All Known Implementing Classes:
GenericCanonicalLinkDetector

public interface ICanonicalLinkDetector

Detects and return any canonical URL found in documents, whether from the HTTP headers (metadata), or from a page content (usually HTML). Documents having a canonical URL reference in them are rejected in favor of the document represented by the canonical URL.

When a HttpCrawlerConfig.isFetchHttpHead() is true, a page won't be downloaded if a canonical link is found in the HTTP headers (saving bandwidth and processing). If not used, or if no canonical link was found, an attempt will be made against the HTTP headers obtained (if any) just after fetching a document.
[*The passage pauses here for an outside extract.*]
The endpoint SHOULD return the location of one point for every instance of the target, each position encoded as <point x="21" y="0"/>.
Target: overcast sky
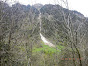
<point x="79" y="5"/>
If no canonical link was found there, then the content is evaluated.

A canonical link found to be the same as the current page reference is ignored.

Since:
2.2.0
Author:
Pascal Essiembre
  • Method Details

    • detectFromMetadata

      String detectFromMetadata(String reference, Properties metadata)
      Detects from metadata gathered so far, which when invoked, is normally the HTTP header values.
      Parameters:
      reference - document reference
      metadata - metadata object containing HTTP headers
      Returns:
      the detected canonical URL or null if none is found.
    • detectFromContent

      String detectFromContent(String reference, InputStream is, ContentType contentType) throws IOException
      Detects from a document content the presence of a canonical URL. This occur before a document gets parsed and may apply to only a few content types.
      Parameters:
      reference - document reference
      is - the document content input stream
      contentType - the document content type
      Returns:
      the detected canonical URL or null if none is found.
      Throws:
      IOException - problem reading content